Marcus How, responsable de l’analyse chez VE Insights, un cabinet de conseil politique basé à Vienne, a déclaré que toute l’affaire était comme un “accident de voiture” et “très imprévisible”.

Des manifestants devant la chancellerie fédérale à Vienne samedi après que Sebastian Kurz a déclaré qu’il prévoyait de démissionner de son poste de chef du gouvernement © Lisa Leutner/AP

“Mais pour Kurz, cela le remet sur le devant de la scène”, a-t-il déclaré. «Il joue pour gagner du temps, j’imagine dans le but de surmonter la tempête et de voir où les choses finissent. Peut-être que s’il survit aux problèmes juridiques, alors si les chiffres semblent assez bons, il essaiera de déclencher des élections. »

“C’est une guerre”, a déclaré un haut responsable de la chancellerie.

Pour l’instant, le pari de Kurz met ses partenaires de la coalition verte dans une impasse.

Mardi, le parlement se réunit pour débattre d’une motion de censure déposée par les partis d’opposition autrichiens. Ils n’ont besoin que de six des 26 députés verts pour se rebeller contre la direction du parti pour l’emporter.

Si l’opposition perd la motion, la coalition reste en place sans avoir besoin de nouvelles élections. Mais s’il passe et que le gouvernement s’effondre, les Verts seront confrontés à des perspectives électorales incertaines, surtout s’ils finissent par aider une coalition soutenue par l’extrême droite à accéder au pouvoir. Les sociaux-démocrates sont confrontés au même dilemme.

Dans le passé, un allié logique du parti de Kurz aurait été le parti populiste et de droite Freedom. Mais après l’effondrement à la mi-2019 du premier gouvernement de Kurz avec eux, ce n’est plus une option. L’actuel chef du parti Liberté, Herbert Kickl, n’a jamais pardonné à Kurz de l’avoir forcé à quitter son poste de ministre de l’Intérieur.

Une grande partie de la base du parti Freedom a une soif de vengeance similaire. En effet, la direction du parti de droite estime que passer outre la chance d’un retour au gouvernement pourrait en valoir la peine à long terme si cela signifie mettre fin à la carrière politique de Kurz.

Le chancelier autrichien désigné, actuel ministre des Affaires étrangères Alexander Schallenberg © Lisi Niesner/Reuters

Nonobstant la question de l’issue des poursuites judiciaires engagées contre lui, le plus grand défi de Kurz pourrait naître au sein de son propre parti.

Jeudi, les chefs du Parti populaire ont déclaré qu’ils ne pouvaient envisager aucun gouvernement sans Kurz à sa tête.
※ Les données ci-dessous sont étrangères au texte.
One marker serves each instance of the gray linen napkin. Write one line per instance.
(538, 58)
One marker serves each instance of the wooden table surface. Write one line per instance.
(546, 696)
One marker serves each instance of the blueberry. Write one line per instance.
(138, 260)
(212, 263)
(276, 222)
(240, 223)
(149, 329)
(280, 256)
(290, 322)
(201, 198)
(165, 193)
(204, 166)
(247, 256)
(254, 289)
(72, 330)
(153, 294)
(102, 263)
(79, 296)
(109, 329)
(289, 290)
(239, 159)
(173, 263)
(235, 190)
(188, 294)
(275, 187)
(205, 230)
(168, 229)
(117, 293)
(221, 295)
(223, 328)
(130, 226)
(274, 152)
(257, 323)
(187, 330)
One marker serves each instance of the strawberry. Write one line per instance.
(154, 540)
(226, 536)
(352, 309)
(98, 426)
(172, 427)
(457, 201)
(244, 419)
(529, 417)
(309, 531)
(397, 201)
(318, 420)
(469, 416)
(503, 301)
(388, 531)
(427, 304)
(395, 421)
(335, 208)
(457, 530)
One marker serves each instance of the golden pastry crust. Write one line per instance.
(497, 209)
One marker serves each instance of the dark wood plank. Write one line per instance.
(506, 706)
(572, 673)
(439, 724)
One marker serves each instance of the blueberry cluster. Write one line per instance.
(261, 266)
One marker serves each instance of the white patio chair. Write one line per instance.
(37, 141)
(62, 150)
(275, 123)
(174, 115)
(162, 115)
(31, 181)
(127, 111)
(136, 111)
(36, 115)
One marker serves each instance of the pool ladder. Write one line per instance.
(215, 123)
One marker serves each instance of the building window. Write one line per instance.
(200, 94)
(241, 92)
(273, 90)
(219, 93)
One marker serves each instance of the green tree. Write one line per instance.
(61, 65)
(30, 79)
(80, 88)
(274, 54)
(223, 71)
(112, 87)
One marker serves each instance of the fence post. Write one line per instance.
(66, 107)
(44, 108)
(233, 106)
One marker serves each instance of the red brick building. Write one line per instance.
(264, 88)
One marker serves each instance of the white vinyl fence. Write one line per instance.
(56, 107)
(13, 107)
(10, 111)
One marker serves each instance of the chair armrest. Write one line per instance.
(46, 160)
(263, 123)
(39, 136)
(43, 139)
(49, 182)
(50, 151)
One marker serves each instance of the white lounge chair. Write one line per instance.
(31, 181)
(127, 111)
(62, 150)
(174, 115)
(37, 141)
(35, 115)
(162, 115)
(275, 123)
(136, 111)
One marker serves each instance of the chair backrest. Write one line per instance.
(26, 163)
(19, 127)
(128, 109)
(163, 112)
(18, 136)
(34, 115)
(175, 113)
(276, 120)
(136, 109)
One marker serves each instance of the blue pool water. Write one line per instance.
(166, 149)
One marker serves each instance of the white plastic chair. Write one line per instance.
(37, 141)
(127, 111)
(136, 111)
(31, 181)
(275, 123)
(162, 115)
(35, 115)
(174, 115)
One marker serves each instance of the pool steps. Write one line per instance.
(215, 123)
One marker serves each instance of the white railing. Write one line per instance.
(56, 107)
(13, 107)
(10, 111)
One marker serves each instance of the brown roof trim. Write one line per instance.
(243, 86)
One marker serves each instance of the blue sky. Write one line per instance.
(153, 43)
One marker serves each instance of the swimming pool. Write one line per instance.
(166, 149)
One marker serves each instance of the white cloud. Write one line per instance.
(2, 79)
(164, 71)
Mais l’homme politique, qui a remodelé l’image du parti au cours des cinq dernières années, est un étranger relatif.

Le soutien des patrons régionaux qui détiennent un pouvoir majeur dans le parti sera crucial. Alors qu’il peut compter sur le soutien de la faction de Basse-Autriche du parti, les factions du Tyrol et de Haute-Autriche montrent des signes de mécontentement et la question de savoir si Kurz deviendra un handicap est maintenant sur la table.

Aussi dommageables que les allégations légales sont les centaines de pages de preuves et de SMS publiés par les procureurs exposant un modus operandi mercenaire au sein de la chancellerie.

Le badinage laddish sur WhatsApp – dans un message, Kurz qualifie son prédécesseur de chef du parti de « cul » – pourrait ternir sa réputation parmi les fidèles du parti, dont beaucoup viennent de la classe moyenne aisée autrichienne. Si sa réputation de vainqueur des votes s’effondrait, disent les analystes, le Parti populaire ne sera pas sentimental.